In the past year, 55% of working adults have either started a new job or are looking for one, highlighting the urgent need for businesses to re-assess how they retain talent
According to a report published today by YuLife, the tech-driven insurance company which describes itself as “on a mission to inspire life”, a majority of workers in the US and the UK (55%) are either starting a new job or are looking for one. A further 35% of working adults say it is likely they will consider changing jobs within the next year.
These findings suggest that the Great Resignation may be far from over in 2023, and are a wake-up call for businesses seeking to cut back on the costly and disruptive process of hiring and training new employees.
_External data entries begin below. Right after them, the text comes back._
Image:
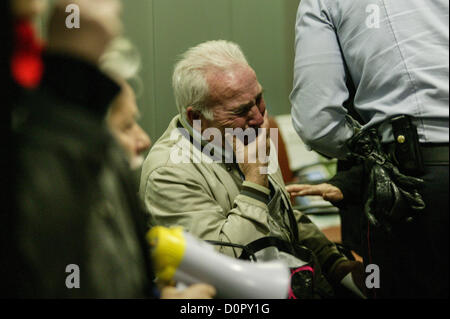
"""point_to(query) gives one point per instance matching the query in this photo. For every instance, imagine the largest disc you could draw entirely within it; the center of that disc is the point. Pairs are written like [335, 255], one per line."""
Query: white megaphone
[180, 257]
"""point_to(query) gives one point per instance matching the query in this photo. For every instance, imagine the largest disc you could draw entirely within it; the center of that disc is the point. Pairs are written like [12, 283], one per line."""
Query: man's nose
[256, 117]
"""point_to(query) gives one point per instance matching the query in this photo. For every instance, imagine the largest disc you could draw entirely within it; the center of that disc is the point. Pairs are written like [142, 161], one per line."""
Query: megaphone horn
[181, 257]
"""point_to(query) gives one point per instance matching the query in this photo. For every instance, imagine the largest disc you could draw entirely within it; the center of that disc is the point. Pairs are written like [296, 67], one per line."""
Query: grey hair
[189, 81]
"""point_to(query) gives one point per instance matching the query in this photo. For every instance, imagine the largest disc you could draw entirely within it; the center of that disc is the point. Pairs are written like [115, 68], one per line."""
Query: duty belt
[432, 154]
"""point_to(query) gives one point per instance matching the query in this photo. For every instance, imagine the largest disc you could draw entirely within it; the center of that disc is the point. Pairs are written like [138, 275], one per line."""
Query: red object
[26, 63]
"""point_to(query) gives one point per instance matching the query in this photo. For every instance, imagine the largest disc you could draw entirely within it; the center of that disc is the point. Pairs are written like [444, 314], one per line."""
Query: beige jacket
[211, 200]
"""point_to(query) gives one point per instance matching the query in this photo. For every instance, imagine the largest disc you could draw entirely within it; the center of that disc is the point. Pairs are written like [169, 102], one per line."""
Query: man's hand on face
[99, 24]
[328, 192]
[253, 157]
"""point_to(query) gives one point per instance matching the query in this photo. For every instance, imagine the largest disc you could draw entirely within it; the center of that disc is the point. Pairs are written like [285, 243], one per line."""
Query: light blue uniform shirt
[397, 54]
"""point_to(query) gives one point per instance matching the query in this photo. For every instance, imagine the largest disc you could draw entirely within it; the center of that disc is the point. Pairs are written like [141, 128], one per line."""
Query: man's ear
[192, 114]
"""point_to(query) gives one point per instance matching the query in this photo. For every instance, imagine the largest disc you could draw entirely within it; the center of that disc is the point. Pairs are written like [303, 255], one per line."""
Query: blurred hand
[328, 192]
[196, 291]
[99, 24]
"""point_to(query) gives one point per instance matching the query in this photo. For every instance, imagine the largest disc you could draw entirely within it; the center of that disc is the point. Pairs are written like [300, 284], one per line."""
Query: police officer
[395, 54]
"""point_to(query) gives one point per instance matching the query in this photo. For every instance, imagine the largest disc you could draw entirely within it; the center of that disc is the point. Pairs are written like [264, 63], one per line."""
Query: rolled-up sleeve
[319, 88]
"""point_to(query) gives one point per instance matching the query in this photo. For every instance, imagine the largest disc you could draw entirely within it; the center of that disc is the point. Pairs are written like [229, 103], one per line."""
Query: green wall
[163, 29]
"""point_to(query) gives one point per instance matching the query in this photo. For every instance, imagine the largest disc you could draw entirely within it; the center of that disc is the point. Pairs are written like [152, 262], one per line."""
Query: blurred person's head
[27, 9]
[122, 120]
[121, 61]
[100, 23]
[214, 83]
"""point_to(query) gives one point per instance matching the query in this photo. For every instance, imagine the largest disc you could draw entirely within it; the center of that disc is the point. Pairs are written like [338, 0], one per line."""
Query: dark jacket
[74, 201]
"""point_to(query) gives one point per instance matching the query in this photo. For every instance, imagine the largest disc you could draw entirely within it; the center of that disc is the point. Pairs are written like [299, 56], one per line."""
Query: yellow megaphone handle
[168, 247]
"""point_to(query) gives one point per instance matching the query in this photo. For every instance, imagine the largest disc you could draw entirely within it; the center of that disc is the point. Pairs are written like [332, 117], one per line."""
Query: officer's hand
[196, 291]
[327, 191]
Addressing stress reduces churn
The report finds that high levels of stress characterise the modern workplace, and businesses which proactively address employees’ concerns around stress and invest in their wellbeing benefit from reduced churn and turnover.
Sammy Rubin, CEO and Founder, YuLife said:
“The world is experiencing the Great Attrition where employers today are under pressure to attract and retain talent. Employers today need to demonstrate their ability to respond to employees’ concerns.”
“This survey highlights how employers have to adapt their management practices to not only include employee needs but also desires. Companies which focus on building a supportive working culture that proactively looks after their staff’s mental, physical and financial wellbeing stand to reap rewards. An engaged workforce is a critical factor towards ensuring employees feel that they matter, and that is vital if you want to attain talent.”
Navigating the Great Attrition era
As a new generation enters the workforce, younger employees increasingly prioritise finding career opportunities that cater to their needs. 74% of working 18 to 24-year-olds in the UK and 79% in the US say they’ve either started a new job or have been looking for a new job over the past year. The same goes for 25- to 34-year-olds, with 64% in the UK and 66% in the US doing so. In contrast, amongst those aged 55+ and above, 64% (UK) and 77% (US) are not considering looking for a new job.
Employers today are looking to retain top talent and avoid endlessly hiring new people. An important need is being able to foster a culture of care and offer flexible benefits. When it comes to attracting new talent, 55% say having flexible working conditions is an important factor when choosing an employer. 64% also say that the benefits made available to employees such as holiday allowance or health benefits are an important factor.
The impact of high turnover goes beyond the increased recruitment costs and extra work for already-pressed HR professionals. It also affects the people left behind, and the organisation. 84% of working adults agree that high employee turnover can have a negative impact on productivity and morale at work. In addition to this, 81% of working adults find their job is either stressful or slightly stressful; while only 17% don’t find it stressful at all. In stressful times, it’s more important than ever to focus on employees’ needs in the workplace and beyond to retain talent and cultivate a supportive community that decreases stress levels.
More factors to consider
· Persuasion is a No Go: Almost half (49%) of working adults believe that if they were planning on leaving their current role, it is unlikely their current employer could persuade them to stay without offering a pay rise. Only 14% agree they would be very likely be persuaded.
· Preventing and Managing Stress: Only 16% of working adults agree that their employer is very active in preventing and managing stress. 23% say that their employer is willing to offer support but only if employees ask and 21% say their employer doesn’t help employees manage stress at all.
· Factors to Leave Work: When asked to select all the factors that would lead respondents to consider leaving their workplace, a majority (54%) of working adults said poor pay and 44% said poor management. A further 40% selected low job satisfaction.